Phase 6 aligns FleetForge telemetry with the OpenTelemetry GenAI semantic conventions and extends exports for Langfuse/LangSmith/Phoenix so operators get SLO dashboards out of the box.

Highlights

  • GenAI spans now tag requests with gen_ai.system, gen_ai.operation.name, gen_ai.request.model, gen_ai.response.model, and duration/usage attributes for LLM, tool, and agent executions.
  • Metrics exposed via OTEL counters/histograms:
    • gen_ai.prompt.tokens, gen_ai.completion.tokens, gen_ai.tokens.total
    • gen_ai.cost.usd, gen_ai.request.duration
    • fleetforge.policy.events for guardrail bursts
  • LangGraph agent spans mirror LLM telemetry so adapter runs inherit the same dashboards and cost tracking.
  • External exporters (Langfuse, LangSmith, Phoenix) receive the enriched payloads without additional configuration.

Acceptance Criteria

  • Span attributes and metrics conform to OTEL GenAI naming so downstream tools (Grafana/Langfuse/LangSmith/Phoenix) ingest them without mapping.
  • Dashboards can chart SLO burn (duration + error rates), cost burn, and policy hits straight from the OTLP stream.
  • GenAI metrics aggregate per gen_ai.system and gen_ai.request.model, covering both built-in LLM steps and LangGraph adapters.

Metric Reference

MetricTypeDescription
gen_ai.prompt.tokensCounterPrompt tokens consumed per request
gen_ai.completion.tokensCounterCompletion tokens emitted per request
gen_ai.tokens.totalCounterPrompt + completion tokens
gen_ai.cost.usdCounterProvider reported USD cost
gen_ai.request.durationHistogram (ms)End-to-end request latency
fleetforge.policy.eventsCounterGuardrail/policy decision count

All metrics surface gen_ai.system and gen_ai.request.model labels so they can be sliced per provider/model.
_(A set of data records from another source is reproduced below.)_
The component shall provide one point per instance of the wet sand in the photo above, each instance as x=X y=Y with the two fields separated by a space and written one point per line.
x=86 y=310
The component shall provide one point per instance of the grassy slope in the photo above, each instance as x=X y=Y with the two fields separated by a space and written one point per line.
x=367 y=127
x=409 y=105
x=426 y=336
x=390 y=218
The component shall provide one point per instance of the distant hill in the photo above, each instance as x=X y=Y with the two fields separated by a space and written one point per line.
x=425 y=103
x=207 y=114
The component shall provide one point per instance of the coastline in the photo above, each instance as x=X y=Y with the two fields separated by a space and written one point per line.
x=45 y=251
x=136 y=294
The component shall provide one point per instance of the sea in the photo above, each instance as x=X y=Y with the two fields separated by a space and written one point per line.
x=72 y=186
Policy events carry fleetforge.policy.effect and fleetforge.policy.pack.

Notes

  • Ensure an OTLP collector is configured (OTEL_EXPORTER_OTLP_ENDPOINT) so the new metrics reach Grafana/ClickHouse.
  • Existing Langfuse/LangSmith/Phoenix exporters automatically include the added attributes; no additional configuration required.
  • Dashboards should combine the new metrics with existing queue/budget metrics to visualise end-to-end burn and SLO attainment.